Overview

Acyclovir Herpes Simplex Virus (HSV) Skin, Eye, and Mouth

Status:
Completed
Trial end date:
2008-04-01
Target enrollment:
0
Participant gender:
All
Summary
The purpose of this study is to test whether long-term treatment with oral acyclovir improves the outcome for infants with herpes simplex virus (HSV) disease of the skin, eyes, and mouth (SEM). Study participants will include infants in the United States and Canada who have HSV disease of the skin, eyes, and mouth, with no central nervous system disease present. Initially, all subjects will be treated with acyclovir administered through IV access (through the vein) for 14 days while hospitalized. Participants will then be placed in one of two groups, acyclovir given by mouth or a placebo (substance with no medication present). The participant and the study site will not know to which group the subject is assigned. All children will be followed at 6, 12, 24, 36, 48, and 60 months of age. During the follow up visits, physicals, hearing assessments, eye assessments, and neurological assessments will be completed.
Phase:
Phase 3
Accepts Healthy Volunteers?
No
Details
Lead Sponsor:
National Institute of Allergy and Infectious Diseases (NIAID)
Treatments:
Acyclovir
Criteria
Inclusion Criteria:

- Isolation by viral culture of herpes simplex virus (HSV)-1or HSV-2 from cutaneous
lesions, conjunctivae, or oropharynx. Detection of HSV at any of these sites is
sufficient, and the presence of skin lesions is not required for study enrollment.

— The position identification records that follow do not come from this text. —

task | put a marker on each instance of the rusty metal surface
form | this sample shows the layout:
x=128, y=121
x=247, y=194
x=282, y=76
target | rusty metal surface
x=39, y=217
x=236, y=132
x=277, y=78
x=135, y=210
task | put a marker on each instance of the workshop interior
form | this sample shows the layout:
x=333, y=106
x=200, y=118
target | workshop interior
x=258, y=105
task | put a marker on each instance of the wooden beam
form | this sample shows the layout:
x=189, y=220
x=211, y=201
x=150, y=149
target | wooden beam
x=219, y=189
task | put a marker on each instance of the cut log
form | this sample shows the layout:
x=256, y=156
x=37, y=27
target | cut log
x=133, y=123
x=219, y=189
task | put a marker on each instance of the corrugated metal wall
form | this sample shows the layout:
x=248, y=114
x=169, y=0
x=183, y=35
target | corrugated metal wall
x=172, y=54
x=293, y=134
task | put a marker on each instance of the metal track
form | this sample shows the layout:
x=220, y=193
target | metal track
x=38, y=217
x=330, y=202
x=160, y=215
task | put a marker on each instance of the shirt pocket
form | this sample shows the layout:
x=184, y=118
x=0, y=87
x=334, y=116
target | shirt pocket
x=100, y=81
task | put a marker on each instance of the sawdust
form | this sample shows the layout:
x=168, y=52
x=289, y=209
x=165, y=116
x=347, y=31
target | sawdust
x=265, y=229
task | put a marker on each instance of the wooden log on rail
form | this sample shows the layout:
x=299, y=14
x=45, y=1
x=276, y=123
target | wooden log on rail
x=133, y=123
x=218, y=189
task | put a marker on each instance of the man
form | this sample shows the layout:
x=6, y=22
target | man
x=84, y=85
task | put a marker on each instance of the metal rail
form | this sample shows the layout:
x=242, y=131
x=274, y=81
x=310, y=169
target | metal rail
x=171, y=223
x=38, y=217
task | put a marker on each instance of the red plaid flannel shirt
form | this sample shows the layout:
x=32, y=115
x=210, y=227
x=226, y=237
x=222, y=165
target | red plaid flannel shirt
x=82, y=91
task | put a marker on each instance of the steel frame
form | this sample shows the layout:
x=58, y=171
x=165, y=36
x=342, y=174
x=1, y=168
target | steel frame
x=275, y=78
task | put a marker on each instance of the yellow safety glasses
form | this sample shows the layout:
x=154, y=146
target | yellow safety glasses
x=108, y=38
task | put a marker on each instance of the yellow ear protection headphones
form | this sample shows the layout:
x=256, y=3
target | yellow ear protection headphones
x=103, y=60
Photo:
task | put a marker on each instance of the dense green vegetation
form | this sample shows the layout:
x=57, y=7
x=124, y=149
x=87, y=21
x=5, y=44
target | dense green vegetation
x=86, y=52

- Normal cerebrospinal fluid (CSF) indices (<22 white blood cells (WBCs)/mm^3 and
protein <115 mg/dl for term infants; (<25 WBCs/mm^3 and protein <220 mg/dl for preterm
infants both at the time of diagnosis of HSV disease and at the time of study
randomization.

- No evidence of HSV central nervous system (CNS) disease by computed tomography (CT)
with contrast, magnetic resonance imaging (MRI) with gadolinium, or head ultrasound
(HUS) [NOTE: CT with contrast is the preferred imaging study].

- Normal electroencephalogram (EEG), if performed [NOTE: EEG is suggested for the
evaluation of infants with HSV disease but is not required for this study].

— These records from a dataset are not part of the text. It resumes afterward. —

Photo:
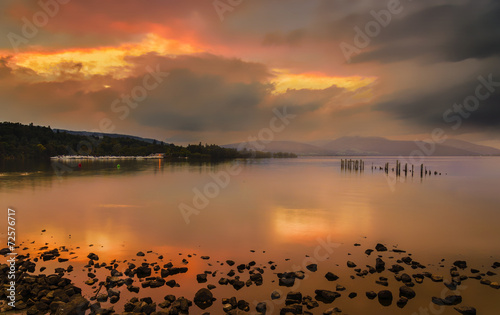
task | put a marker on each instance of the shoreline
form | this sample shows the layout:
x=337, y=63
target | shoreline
x=395, y=272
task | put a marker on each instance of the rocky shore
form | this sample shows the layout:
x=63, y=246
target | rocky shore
x=37, y=293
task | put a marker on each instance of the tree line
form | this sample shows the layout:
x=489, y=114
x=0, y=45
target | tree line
x=29, y=142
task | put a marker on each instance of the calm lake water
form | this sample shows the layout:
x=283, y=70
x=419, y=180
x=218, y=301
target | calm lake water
x=279, y=208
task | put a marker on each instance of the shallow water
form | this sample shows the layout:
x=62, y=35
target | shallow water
x=285, y=207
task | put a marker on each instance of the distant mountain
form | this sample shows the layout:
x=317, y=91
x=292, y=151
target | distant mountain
x=375, y=146
x=382, y=146
x=298, y=148
x=111, y=135
x=479, y=149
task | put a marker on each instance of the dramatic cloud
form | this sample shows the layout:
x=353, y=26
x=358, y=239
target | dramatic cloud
x=221, y=69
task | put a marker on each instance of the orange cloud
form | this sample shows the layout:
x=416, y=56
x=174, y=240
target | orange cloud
x=101, y=60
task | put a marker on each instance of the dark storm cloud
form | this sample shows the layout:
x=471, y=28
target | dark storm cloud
x=458, y=108
x=448, y=32
x=193, y=102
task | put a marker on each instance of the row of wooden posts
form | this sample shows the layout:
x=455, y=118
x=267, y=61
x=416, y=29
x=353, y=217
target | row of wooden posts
x=359, y=165
x=352, y=165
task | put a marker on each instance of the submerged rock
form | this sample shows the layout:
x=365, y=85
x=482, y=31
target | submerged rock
x=385, y=297
x=466, y=310
x=203, y=298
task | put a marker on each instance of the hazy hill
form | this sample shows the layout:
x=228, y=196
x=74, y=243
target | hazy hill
x=284, y=146
x=374, y=146
x=100, y=134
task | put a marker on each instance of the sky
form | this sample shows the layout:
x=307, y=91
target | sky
x=218, y=71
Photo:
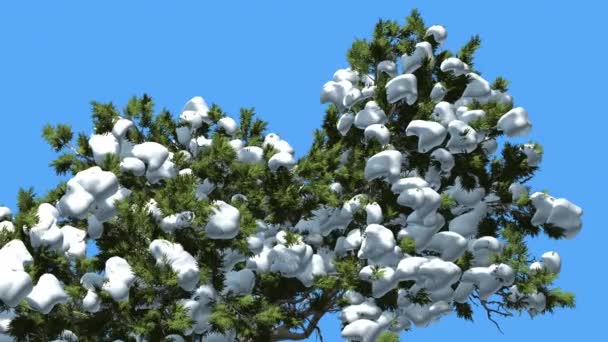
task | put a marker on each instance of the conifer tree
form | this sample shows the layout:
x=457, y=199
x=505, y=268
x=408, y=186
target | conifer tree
x=410, y=204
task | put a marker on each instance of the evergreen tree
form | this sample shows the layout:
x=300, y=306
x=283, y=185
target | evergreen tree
x=403, y=210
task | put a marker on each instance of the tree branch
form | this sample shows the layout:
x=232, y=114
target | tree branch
x=283, y=332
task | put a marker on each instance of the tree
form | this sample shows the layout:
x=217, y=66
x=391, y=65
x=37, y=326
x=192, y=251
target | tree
x=207, y=230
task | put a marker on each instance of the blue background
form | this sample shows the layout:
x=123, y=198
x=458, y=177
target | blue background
x=57, y=56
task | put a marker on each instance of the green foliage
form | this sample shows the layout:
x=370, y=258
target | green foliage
x=282, y=197
x=57, y=137
x=104, y=116
x=408, y=245
x=464, y=311
x=388, y=337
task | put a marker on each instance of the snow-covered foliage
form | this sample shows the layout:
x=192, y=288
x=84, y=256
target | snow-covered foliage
x=209, y=227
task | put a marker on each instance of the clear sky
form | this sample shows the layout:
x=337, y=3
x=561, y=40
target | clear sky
x=57, y=56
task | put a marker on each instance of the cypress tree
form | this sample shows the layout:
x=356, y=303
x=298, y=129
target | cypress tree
x=410, y=204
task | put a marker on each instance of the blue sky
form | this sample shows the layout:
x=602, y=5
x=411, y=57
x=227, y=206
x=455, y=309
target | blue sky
x=55, y=57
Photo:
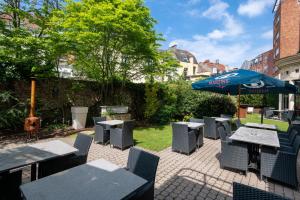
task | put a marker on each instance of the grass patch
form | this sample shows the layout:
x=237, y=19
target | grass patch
x=155, y=138
x=282, y=126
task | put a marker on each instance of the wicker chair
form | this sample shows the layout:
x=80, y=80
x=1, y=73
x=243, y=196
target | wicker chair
x=245, y=192
x=234, y=155
x=9, y=184
x=49, y=167
x=210, y=128
x=280, y=164
x=101, y=131
x=238, y=123
x=197, y=120
x=183, y=140
x=122, y=137
x=143, y=164
x=226, y=116
x=199, y=133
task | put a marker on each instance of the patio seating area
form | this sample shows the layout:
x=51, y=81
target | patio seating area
x=180, y=176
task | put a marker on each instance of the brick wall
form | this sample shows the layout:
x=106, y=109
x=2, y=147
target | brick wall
x=289, y=28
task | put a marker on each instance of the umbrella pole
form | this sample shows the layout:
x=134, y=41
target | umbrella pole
x=263, y=110
x=239, y=101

- No evidence of visceral dissemination of HSV infection (normal liver function tests,
normal chest x-ray, etc.).

- Negative CSF HSV polymerase chain reaction (PCR) results from specimens obtained both
within 72 hours of initiation of intravenous acyclovir therapy and within 48 hours
prior to completion of intravenous acyclovir therapy.

- Less than or equal to 28 days of age at the time of initial presentation with skin,
eyes, and mouth (SEM) disease.

- Birth weight greater than or equal to equal to 800 grams.

Exclusion Criteria:

- Infants with either grade 3 or grade 4 intraventricular hemorrhage (IVH) prior to
study enrollment.

- Breast feeding infants whose mothers are taking acyclovir, valacyclovir, or
famciclovir for >120 hours (>5 days). If at any point following enrollment the mother
takes these antiviral drugs for >120 hours (>5 days), she will be asked to refrain
from breast feeding while taking the drug.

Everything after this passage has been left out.